Les cours du pétrole flambent toujours et alors les mesures du gouvernement restent extrêmement ciblées et limitées, les agriculteurs des Yvelines se mobilisent pour faire entendre leur colère.
Le prix du baril a passé un nouveau record ce 7 avril, à 110 dollars. En France, alors que TotalEnergies a annoncé mettre fin à son plafonnement des prix, les agriculteurs montent au créneau. À Saint-Nom-la-Bretèche dans les Yvelines, à une trentaine de kilomètres de Paris, ils se sont rassemblés avec leurs tracteurs.
"On ne peut plus couvrir les frais"
Une vingtaine de tracteurs vient tout juste d'arriver pour bloquer le rond-point grâce à leurs engins qui roulent au GNR, le gazole non routier. Les agriculteurs se mobilisent ce mardi et pour cause : leur carburant est passé de 70 centimes le litre avant le début de la guerre au Moyen-Orient à plus d'1,50 euro cette semaine.

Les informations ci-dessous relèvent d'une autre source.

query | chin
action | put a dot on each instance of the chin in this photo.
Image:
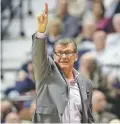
(64, 67)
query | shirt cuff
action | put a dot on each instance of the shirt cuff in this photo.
(41, 35)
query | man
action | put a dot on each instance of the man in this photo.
(63, 95)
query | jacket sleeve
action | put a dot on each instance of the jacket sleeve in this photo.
(90, 116)
(40, 60)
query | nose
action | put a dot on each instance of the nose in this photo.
(64, 55)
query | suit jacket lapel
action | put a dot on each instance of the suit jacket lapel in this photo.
(83, 95)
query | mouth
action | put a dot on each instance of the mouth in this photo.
(63, 62)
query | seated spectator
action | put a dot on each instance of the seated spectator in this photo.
(71, 26)
(88, 67)
(112, 7)
(115, 121)
(97, 14)
(114, 38)
(88, 29)
(12, 118)
(99, 104)
(5, 107)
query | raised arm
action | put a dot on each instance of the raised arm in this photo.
(39, 53)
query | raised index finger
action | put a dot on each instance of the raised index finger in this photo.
(46, 8)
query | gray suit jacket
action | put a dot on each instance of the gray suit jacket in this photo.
(52, 90)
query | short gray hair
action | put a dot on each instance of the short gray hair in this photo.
(66, 41)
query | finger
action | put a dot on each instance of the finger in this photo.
(46, 8)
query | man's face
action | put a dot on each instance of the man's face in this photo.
(65, 56)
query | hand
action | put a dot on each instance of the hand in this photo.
(42, 20)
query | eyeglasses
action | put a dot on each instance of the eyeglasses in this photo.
(68, 54)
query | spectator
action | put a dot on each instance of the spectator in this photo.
(88, 67)
(99, 104)
(71, 26)
(114, 38)
(88, 29)
(12, 118)
(97, 14)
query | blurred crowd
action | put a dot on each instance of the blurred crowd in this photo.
(95, 27)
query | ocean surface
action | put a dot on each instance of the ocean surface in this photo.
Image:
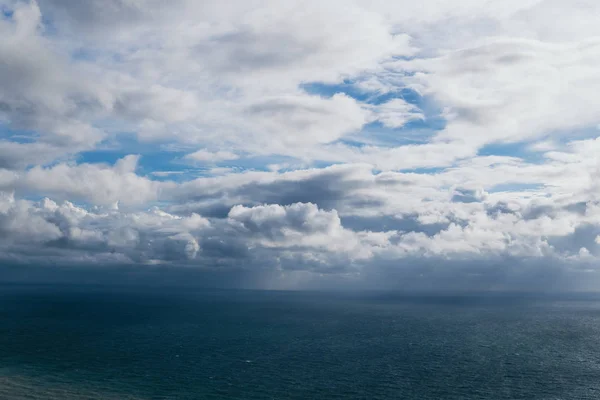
(64, 342)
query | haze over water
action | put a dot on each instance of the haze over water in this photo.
(67, 342)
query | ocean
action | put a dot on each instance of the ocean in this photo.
(68, 342)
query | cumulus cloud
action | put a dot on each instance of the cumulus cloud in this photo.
(428, 145)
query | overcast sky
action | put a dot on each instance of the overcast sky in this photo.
(433, 144)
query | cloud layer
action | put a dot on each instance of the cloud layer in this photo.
(438, 145)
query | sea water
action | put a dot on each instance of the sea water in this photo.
(59, 342)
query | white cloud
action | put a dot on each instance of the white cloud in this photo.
(497, 169)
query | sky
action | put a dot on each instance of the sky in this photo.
(430, 145)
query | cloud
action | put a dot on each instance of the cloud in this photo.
(304, 144)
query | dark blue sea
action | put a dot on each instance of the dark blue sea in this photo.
(67, 342)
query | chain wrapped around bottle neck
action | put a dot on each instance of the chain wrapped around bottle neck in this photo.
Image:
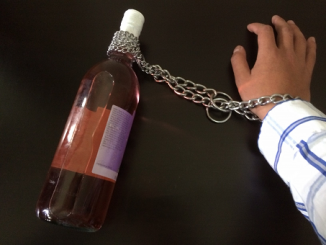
(125, 42)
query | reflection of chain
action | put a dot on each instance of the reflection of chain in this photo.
(125, 42)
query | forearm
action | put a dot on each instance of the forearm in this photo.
(292, 139)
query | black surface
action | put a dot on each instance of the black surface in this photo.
(183, 180)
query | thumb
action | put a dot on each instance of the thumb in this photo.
(240, 66)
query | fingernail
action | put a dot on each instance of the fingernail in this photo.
(237, 49)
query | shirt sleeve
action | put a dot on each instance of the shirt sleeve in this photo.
(293, 141)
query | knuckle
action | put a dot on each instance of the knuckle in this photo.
(267, 28)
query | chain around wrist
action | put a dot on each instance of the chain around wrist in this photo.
(125, 42)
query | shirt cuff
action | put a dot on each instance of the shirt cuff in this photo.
(284, 127)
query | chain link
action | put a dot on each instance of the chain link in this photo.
(211, 99)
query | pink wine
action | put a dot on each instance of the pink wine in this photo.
(82, 175)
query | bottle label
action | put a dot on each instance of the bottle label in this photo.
(113, 143)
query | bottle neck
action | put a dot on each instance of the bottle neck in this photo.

Les tracteurs des agriculteurs coûtent de plus en plus cher à faire rouler. "Il y a un mois, on était à peu près à 70 centimes le litre de GNR. Je ne vous cache pas qu'on est en train de réfléchir sur certaines parcelles : 'est-ce que je les récolte ou est-ce que je mets le feu'. Je ne sais pas", témoigne Bertrand, céréalier.
"Ma cuve est vide, je ne peux pas la remplir. Pour le moment, je vais faire le plein chez les voisins qui me dépannent du fioul parce que je n'ai pas les moyens, je ne peux pas remplir", déplore Antoine, producteur de fruits rouges.
Impossible de travailler dans ces conditions pour Vincent, vice-président de la Coordination rurale de l'Essonne : "Ce n'est vraiment pas tenable, nos cuves sont à sec et on ne peut pas faire le plein des cuves parce qu'au-delà d'un euro, on ne peut plus couvrir les frais pour les interventions", explique-t-il.
Et d'ajouter : "On est criblé de crédits. Le gouvernement nous parle d'emprunts sur le GNR. Nous, on fait des emprunts pour acheter du matériel ou construire des bâtiments. On ne fait pas de l'emprunt sur du GNR. Si c'est vraiment ça l'agriculture aujourd'hui, on en est mal barrés."
Un risque de pénurie qui n'est pas à exclure
Sur place, des pelles entassent de la terre et des déchets au milieu d'un rond-point, puis un feu de la colère est allumé et des tombes sont creusées. Preuve de la colère des agriculteurs, également confrontés à la hausse des coûts des matières premières. Certains producteurs de fruits et de légumes confiaient que le kilo d'engrais avait plus que doublé, car son prix est indexé sur celui du gaz.
"Pour faire de l'engrais, il nous faut du gaz. Avec la guerre en Moyen-Orient, le prix du gaz a plus que doublé. Les engrais sont montés à 700 euros. Donc soit l'État couvre les frais et on sauve le peu qui est sauvable. Sinon, on va tous plonger", alerte Vincent.
Le risque de pénurie n'est pas à exclure. Les représentants de la Coordination rurale ont obtenu un rendez-vous ce 7 avril au matin avec le préfet, et espèrent se faire entendre sous peine de renouveler ce genre d'opération.
Lundi, la CGT a demandé le blocage des prix à la pompe à 1,70 euro maximum. Un sujet qui sera sur la table lors d'une rencontre ce mardi après-midi à Bercy entre syndicats et ministres de l'Economie, du Travail et de l'Energie.